So with Chelsea, I had a conversation with the full Chelsea team, probably similar to my immediate family and said, “I don't know where this is going. No one does. Let me tell you what I know. Let me tell you what I know our timeline is for us to be able to stay here.”
And I said, “My goal is to keep everyone employed and keep everyone with health insurance.” And I gave them what I thought was an estimate of how long I could guarantee. And I said, “Everything may right itself, and I want to be really honest with you. I don't want you sitting here wondering if your last day at Chelsea is tomorrow. I don't want to put you through that kind of stress. So here's what I can tell you and here's what I can guarantee and here's the timeline for all of you. And when that changes, and when I think it's going to change, I will give you a heads up. So I'm never going to come to any of you and say, tomorrow's your last day. I will give you as much lead time as I'm capable of, and the only thing I can guarantee is that I will be honest with you. But I cannot guarantee where this is going or that my company or anybody's company is going to survive.” And everybody rallied. They were like, “Great. That sounds… we're in.”
Charles: (40:38)
What did you do with the time, because suddenly you had no work, right? There was a company filled with talented people who had ostensibly very little or nothing to do in many cases. What did you do with the time until work came back?
Lisa Mehling: (40:52)
I had a hunch and we decided just to give it a go. We had two young people who had been offered jobs before the pandemic, and they both were going to work in the New York office. And in the time in which they accepted their jobs and were to start at Chelsea, the pandemic kicked off, it was probably a two, three week period. And so there we were, their first days on the job were coincidentally the same days. They didn't know each other. And it was the first day of lockdown. And so, on the Friday before, we had to call them and say, “We're so sorry, but no one's coming to the office.” And I had a conversation with myself and with a couple of the execs and we talked about, “Wow, we hired these people, well, we obviously don't need their services because we can't work.” And I just said, “There is no way we're terminating them or telling them they don't have a job.

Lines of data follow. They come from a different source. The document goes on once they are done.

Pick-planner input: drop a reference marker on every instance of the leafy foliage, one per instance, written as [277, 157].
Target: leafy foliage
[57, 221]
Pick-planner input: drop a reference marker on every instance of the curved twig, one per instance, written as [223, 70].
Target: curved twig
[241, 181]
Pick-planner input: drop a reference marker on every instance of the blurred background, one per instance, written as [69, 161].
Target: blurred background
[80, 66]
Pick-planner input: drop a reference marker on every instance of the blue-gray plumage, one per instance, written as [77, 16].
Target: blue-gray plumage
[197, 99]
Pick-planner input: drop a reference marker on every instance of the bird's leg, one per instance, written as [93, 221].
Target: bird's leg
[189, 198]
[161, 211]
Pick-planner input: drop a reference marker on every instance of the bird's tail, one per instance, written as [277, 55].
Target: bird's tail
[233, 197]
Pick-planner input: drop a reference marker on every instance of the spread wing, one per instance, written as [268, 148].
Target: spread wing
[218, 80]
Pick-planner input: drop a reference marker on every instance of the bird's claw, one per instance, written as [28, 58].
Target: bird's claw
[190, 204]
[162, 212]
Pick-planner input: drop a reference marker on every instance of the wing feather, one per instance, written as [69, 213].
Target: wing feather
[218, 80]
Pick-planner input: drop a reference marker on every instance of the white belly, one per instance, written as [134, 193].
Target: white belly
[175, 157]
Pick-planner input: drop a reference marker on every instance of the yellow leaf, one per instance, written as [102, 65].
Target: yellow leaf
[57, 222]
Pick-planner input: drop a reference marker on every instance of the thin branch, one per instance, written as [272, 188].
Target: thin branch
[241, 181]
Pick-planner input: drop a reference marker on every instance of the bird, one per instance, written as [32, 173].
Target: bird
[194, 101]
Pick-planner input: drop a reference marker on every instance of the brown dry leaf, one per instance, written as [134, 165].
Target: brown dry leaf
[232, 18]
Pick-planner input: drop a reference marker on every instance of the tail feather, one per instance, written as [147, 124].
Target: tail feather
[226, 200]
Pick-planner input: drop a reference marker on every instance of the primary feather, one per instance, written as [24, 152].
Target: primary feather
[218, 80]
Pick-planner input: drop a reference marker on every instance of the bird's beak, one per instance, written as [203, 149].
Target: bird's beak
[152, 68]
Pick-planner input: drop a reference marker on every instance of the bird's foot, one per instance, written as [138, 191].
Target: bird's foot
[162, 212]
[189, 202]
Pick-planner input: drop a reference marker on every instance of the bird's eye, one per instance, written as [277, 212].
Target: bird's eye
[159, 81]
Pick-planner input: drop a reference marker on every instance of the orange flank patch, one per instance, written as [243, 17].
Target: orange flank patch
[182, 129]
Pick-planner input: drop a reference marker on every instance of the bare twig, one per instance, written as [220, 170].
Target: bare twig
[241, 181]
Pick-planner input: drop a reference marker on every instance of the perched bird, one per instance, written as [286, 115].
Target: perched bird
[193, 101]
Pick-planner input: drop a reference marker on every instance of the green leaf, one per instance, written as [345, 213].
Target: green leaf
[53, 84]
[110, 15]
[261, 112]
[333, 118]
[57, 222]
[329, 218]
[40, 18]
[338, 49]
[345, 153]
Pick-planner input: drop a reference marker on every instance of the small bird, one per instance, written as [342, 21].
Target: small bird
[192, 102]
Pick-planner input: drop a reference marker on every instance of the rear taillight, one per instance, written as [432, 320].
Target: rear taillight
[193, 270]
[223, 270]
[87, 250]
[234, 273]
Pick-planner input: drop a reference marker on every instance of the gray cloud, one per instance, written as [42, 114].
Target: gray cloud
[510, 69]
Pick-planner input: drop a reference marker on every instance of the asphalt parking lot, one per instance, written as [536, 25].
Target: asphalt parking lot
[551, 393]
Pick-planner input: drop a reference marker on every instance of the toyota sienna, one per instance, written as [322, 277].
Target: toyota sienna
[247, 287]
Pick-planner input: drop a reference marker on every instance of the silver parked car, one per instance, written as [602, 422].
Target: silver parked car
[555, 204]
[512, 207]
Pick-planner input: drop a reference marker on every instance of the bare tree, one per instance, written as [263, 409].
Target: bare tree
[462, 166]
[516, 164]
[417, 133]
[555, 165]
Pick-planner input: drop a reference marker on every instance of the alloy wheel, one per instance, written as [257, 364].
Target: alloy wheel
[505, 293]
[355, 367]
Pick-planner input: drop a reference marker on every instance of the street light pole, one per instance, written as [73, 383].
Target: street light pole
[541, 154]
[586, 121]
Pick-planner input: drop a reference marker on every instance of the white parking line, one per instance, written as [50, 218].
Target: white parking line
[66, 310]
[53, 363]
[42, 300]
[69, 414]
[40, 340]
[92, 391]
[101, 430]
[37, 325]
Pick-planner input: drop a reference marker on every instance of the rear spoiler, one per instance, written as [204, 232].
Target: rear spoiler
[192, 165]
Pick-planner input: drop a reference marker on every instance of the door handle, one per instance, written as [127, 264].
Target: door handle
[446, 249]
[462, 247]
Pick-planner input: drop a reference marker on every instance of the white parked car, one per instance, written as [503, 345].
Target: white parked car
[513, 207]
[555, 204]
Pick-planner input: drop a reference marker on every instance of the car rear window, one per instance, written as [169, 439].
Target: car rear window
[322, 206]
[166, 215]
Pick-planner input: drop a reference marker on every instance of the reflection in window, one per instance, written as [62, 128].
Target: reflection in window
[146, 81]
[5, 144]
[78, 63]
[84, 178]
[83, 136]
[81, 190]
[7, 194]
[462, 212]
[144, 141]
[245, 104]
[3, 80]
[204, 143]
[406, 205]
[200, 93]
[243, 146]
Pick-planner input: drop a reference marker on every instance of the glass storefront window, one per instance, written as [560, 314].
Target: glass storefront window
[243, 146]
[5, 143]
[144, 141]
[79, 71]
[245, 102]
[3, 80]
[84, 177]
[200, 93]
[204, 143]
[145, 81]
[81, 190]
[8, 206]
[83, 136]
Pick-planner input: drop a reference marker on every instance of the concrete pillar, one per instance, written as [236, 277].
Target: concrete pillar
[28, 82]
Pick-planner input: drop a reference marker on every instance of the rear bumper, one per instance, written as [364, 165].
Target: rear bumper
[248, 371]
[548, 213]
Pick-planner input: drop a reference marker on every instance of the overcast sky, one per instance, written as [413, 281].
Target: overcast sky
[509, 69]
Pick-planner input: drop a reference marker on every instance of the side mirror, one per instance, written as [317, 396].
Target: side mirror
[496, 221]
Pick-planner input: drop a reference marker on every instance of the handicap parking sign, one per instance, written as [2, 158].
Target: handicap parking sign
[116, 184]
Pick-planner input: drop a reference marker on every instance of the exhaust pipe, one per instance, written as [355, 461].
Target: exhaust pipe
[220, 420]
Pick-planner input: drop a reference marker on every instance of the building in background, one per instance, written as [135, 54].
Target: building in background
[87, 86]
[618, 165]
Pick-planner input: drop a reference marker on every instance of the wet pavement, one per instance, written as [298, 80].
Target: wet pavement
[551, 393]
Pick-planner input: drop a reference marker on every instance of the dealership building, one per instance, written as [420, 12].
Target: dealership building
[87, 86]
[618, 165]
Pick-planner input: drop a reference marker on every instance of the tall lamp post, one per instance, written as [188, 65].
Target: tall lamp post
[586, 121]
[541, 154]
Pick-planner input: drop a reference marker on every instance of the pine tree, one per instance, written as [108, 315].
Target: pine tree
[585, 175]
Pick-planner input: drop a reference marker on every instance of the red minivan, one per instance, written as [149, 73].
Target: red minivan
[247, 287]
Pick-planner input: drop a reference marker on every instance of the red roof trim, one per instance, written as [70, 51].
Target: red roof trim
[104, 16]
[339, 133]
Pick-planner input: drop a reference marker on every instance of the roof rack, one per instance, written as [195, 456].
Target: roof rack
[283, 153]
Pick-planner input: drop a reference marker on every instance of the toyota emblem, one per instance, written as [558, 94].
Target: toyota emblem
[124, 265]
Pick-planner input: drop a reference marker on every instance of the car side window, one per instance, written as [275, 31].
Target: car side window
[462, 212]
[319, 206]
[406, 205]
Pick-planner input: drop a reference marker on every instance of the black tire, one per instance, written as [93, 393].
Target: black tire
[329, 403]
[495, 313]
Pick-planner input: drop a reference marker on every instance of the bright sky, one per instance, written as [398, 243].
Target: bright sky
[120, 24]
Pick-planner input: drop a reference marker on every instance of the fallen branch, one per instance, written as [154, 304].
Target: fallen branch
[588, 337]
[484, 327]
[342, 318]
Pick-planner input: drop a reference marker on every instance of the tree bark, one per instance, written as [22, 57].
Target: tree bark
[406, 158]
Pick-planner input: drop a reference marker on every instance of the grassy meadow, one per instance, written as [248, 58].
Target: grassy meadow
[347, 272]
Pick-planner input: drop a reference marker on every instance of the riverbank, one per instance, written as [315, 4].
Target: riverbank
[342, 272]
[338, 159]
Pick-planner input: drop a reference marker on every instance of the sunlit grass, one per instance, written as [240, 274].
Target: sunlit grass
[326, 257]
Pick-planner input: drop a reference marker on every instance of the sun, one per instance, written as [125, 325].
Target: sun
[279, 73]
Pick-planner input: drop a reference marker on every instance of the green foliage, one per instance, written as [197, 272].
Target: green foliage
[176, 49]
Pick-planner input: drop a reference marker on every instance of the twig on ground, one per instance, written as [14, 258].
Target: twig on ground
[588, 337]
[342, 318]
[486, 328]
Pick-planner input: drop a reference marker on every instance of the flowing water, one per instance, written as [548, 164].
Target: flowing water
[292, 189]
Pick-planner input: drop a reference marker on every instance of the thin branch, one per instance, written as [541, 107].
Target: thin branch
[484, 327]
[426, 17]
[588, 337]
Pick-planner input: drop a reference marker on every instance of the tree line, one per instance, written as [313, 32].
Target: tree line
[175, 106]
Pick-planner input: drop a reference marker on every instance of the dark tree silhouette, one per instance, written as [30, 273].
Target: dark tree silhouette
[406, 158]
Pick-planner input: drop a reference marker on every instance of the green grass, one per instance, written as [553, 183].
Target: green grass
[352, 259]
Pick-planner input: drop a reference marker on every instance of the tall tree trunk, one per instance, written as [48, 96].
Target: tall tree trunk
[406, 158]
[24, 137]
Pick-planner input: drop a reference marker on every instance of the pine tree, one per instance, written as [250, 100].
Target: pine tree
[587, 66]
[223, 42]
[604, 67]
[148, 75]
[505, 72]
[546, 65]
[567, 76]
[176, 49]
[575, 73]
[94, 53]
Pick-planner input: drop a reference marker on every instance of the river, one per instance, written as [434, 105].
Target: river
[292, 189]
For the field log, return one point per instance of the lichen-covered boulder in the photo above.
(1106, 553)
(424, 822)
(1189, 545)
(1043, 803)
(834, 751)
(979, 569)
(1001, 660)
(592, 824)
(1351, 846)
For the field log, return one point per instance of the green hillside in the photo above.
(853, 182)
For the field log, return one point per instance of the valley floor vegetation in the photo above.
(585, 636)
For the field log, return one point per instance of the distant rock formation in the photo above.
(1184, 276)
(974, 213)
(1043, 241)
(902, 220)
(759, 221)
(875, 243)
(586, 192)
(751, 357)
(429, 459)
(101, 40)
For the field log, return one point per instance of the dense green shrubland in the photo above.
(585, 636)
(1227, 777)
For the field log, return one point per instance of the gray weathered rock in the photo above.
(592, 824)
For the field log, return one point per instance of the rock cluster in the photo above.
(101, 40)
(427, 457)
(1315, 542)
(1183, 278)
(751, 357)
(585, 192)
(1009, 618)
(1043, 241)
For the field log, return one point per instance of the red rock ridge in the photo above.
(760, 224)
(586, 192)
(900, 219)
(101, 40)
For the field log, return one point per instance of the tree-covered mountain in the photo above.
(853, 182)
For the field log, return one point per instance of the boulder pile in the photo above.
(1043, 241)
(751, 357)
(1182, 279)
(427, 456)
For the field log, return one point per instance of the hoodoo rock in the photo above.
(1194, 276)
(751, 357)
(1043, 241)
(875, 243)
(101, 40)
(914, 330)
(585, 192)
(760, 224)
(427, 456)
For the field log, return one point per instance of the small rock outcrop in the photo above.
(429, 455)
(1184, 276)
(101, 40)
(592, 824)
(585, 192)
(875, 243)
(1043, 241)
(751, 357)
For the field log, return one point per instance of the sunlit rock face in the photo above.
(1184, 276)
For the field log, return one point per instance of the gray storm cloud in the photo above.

We're just not going to do that. So we don't know them and they don't know us, but they're part of the team and we'll figure something out.”
So we didn't share that with them. We basically just said, “Monday's your first day at work. And you'll be working from home, make sure you have internet, here's what we're going to do.” And one of them, her name is Sammy, she had just graduated college. Her parents had driven her across the country to move her into her new apartment. She arrives to two roommates that she had not met before, and they basically were packing up and leaving to go to their home base. And so she was sitting in Bushwick, New York in an empty apartment by herself. She'd never lived here and the pandemic was in full force.
So we really thought so much about her and thought, what can we do? And such levels of personal anguish and stress and hardship, that without being incredibly thinking it through, the first thing we did was we rallied around Sammy. And so we kicked off a series of midday and end-of-day group Zooms. So we said, well, at the very least, let's get on, support Sammy sitting by herself who knows no one in this city, doesn't crack. So we just started showing up for Sammy. And then of course, everyone was showing up for each other. We all needed it.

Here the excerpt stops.